Bower also accuses Branson of lacking a coherent business model.

Virgin Galactic has yet to lift off from the spaceport and has delayed its inaugural launch at least four times.

George Whitesides, CEO at Virgin Galactic, disputed all that in a letter in the Sunday Times of London, which published an excerpt of Bower’s book.

“Tom Bower’s claims in extracts from his new book on Richard Branson that Virgin Galactic has ‘no license’ and ‘no rocket’ to go to space misrepresent the facts and use old information to create a story,” Whitesides wrote. “Indeed the recent progress of the Galactic (program), including the latest rocket powered flight, renders Bower’s main claims false.”

Virgin Galactic is the anchor tenant at Spaceport America and is lining up well-heeled customers to pay $250,000 each to take part in suborbital launches. Under the terms of Virgin’s lease, Spaceport America will receive $25,000-$75,000 per launch. Early in the project, Branson predicted a couple of launches per week, with the number rising to 700 per year by 2015.

But it’s 2014 and no initial launch date has been set.

“No, I’m not discouraged (by the delays),” Spaceport American’s Anderson said. “We’re ready for them … We’ll have front row seats right here in New Mexico, and I think we are getting close. I don’t have a date, and they probably don’t have an exact date.”

State Sen. Lee Cotter, R-Las Cruces, meanwhile, has introduced a bill challenging how tax money is being spent on the project.

Cotter said he is angry that left over tax dollars from Doña Ana and Sierra counties are being used to pay for operations at the spaceport instead of retiring the debt on the bonds the counties put up on behalf of the project.

“We’re looking out for Doña Ana and Sierra County taxpayers,” Cotter told New Mexico Watchdog. “Is this a Doña Ana and Sierra County Spaceport? We’ve paid about one-third of the construction costs already,” pointing to $76.4 million in bonds and a reserve fund. “Taxpayers didn’t approve it … We’ve run around the legislative process.”

But Anderson said the deal was approved through a process that took seven months and received the OK from the New Mexico Finance Authority, the Spaceport Authority Board and the tax district board comprised of elected officials in Sierra and Doña Ana counties.

“Wanting to pay off the bonds sooner, I agree with that at some point in time but right now, that money is really important to keeping our lights on, literally,” Anderson said.

Nonetheless, Cotter’s Senate Bill 172 passed through the Senate Corporations and Transportation Committee on Feb. 3 in a 7-3 vote and is heading to the Senate Finance Committee.

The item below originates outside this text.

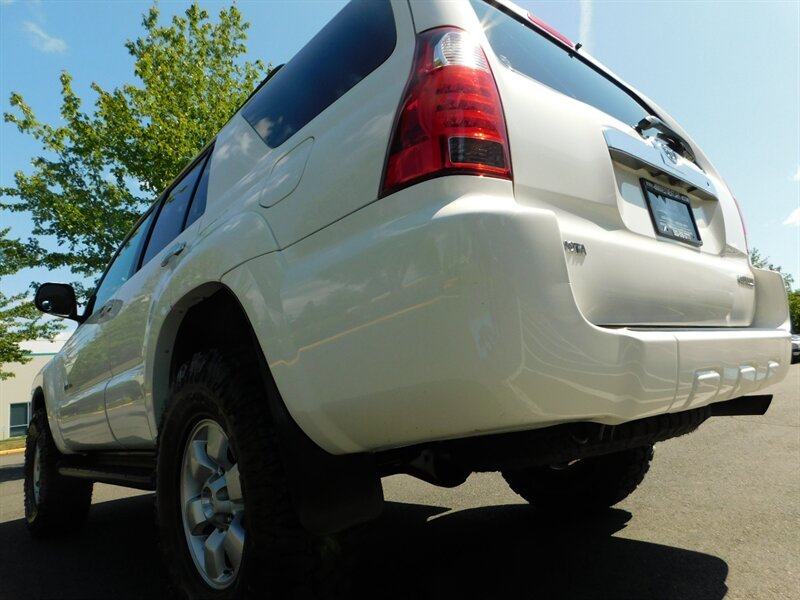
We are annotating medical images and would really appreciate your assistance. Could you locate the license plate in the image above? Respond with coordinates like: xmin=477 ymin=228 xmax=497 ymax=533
xmin=640 ymin=179 xmax=702 ymax=246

“I’m an avid supporter (of Spaceport America),” Cotter said. “It will be successful … I just don’t like dishonesty.”

Anderson said the money is essential “because our revenue stream isn’t flowing at the rate (we’d like) because our customers aren’t quite flying at the pace that we thought they would be … It’s just a critical time.”

Despite the recent problems, Anderson points to another Spaceport tenant, Space Exploration Technologies Corp., or SpaceX, that is on the verge of flight testing for its reusable rocket program, something Anderson describes as ”the holy grail of vertical launch.”

SpaceX signed a three-year lease last May in its efforts to get a rocket to return to the launch pad intact for a vertical landing. Most rockets burn up on re-entry in the Earth’s atmosphere.

But, just like Virgin Galactic, SpaceX has not announced a launch date.

“It’s hard to pinpoint a date but I’d say, the next couple months,” Anderson said.

“I just think people have to hang in there,” she said. “It takes a while. Commercial space is a new industry … but it’s going to happen. My hat’s off to — I’m a taxpayer too — the people of New Mexico to take this leap and build a commercial spaceport here and I think it’s going to pay off.”